Impact Assessment:
Light Up The Philippines - Phase One

Jun 2012
Emily McQualter

By Emily McQualter
Technology Monitoring Fellow

The project:
Light up The Philippines Phase One
Technologies used:
d.light S10 Solar lantern, d.light S250 Solar lantern
Local partner:
Gelacio I. Yason Foundation Family Farm School

We connected 404 d.light solar lanterns with some of the poorest communities in Oriental Mindoro, in the rural Philippines, working with our local partner, the Gelacio I. Yason Foundation Family Farm School Inc (GIYF-FFS). In this region, 80 percent of households have no access to electricity. These off-grid communities are keen to switch from kerosene and candles to a brighter, cheaper, and cleaner light source. In towns the electricity supply is expensive and unreliable, further driving demand for solar lights.

GIYF-FFS received the solar lights in March and April 2012, and sold them through their office, sales agents, product stalls, and the Family Visit Program. Customers were given the option to pay in instalments, but all opted to pay in full at the time of purchase. GIYF-FFS staff who bought solar lights could elect to deduct instalments from their salary.

The impact assessment was conducted by our Kopernik Fellow, Emily McQualter over a week’s visit in June 2012. At that time, 165 d.light solar lanterns had been sold. Of the 82 people surveyed, 25 lived in off-grid households.

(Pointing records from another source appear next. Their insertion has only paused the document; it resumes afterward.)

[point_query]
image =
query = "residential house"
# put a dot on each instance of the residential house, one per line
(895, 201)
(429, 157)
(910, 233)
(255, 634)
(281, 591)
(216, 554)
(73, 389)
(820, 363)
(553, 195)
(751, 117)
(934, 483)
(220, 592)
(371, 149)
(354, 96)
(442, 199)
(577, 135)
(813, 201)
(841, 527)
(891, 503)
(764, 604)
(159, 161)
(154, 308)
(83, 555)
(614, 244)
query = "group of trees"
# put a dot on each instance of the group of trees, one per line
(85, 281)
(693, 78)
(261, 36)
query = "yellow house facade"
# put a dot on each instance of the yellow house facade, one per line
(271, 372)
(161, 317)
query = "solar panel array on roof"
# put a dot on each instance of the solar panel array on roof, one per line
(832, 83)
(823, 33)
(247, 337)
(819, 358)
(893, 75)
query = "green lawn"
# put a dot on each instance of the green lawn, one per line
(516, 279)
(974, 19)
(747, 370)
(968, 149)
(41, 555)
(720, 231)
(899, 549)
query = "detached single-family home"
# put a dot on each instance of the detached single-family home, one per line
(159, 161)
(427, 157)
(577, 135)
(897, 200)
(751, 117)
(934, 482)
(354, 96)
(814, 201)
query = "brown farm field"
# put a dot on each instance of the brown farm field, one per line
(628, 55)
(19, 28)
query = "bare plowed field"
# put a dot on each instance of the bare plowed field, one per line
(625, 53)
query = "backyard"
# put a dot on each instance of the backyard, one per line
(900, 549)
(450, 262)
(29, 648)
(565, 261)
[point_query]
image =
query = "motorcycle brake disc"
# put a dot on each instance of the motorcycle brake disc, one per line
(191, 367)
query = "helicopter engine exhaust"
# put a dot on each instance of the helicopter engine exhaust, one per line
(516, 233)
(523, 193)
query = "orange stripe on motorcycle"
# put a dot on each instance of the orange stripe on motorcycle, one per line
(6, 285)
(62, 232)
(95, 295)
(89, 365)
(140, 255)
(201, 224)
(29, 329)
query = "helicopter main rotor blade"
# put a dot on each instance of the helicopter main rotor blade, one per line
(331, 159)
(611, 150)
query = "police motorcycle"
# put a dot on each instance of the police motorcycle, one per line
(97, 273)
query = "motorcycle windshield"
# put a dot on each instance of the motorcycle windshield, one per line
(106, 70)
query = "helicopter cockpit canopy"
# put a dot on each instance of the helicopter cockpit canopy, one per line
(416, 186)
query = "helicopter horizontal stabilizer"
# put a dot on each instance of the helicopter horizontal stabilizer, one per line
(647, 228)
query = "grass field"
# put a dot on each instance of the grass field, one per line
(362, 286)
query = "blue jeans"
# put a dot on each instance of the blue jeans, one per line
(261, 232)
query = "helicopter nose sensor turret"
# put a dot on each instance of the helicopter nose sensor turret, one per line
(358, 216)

The solar lanterns have made an immediate and tangible impact on people’s lives. Of the people surveyed, 82 percent use the solar light every day, and a further 9 percent say they use it almost every day.

In households without access to electricity:

  • 80 percent have stopped using kerosene for lighting, while the other 20 percent only use a kerosene lamp to supplement their solar light, and
  • People have reduced their spending on lighting fuel by more than 50 percent on average.

In households with access to electricity:

  • Solar lights have completely replaced kerosene, candles and flashlights as the primary back-up lighting source, and
  • People are saving an average of US$13.11 a month on electricity, kerosene and candles.

Across all households, the d.lights have prompted greater productivity at night, particularly in off-grid communities. They allowed income generating activities to continue at night, as well as the opportunity for children to study at night, resulting in overall improved grades and school performance. They are safer, as the reduced use of kerosene and candles has reduced the risk of fire.

Overall, customers were very satisfied with their d.light purchase. 

In order to continue the effectiveness of the d.light, it is recommended that future projects:

  • Offer a price discount to off-grid communities. The assessment shows the d.light may be too expensive for the average off-grid income bracket.
  • Continue to expand into more remote communities. The d.light has the greatest impact in off-grid households.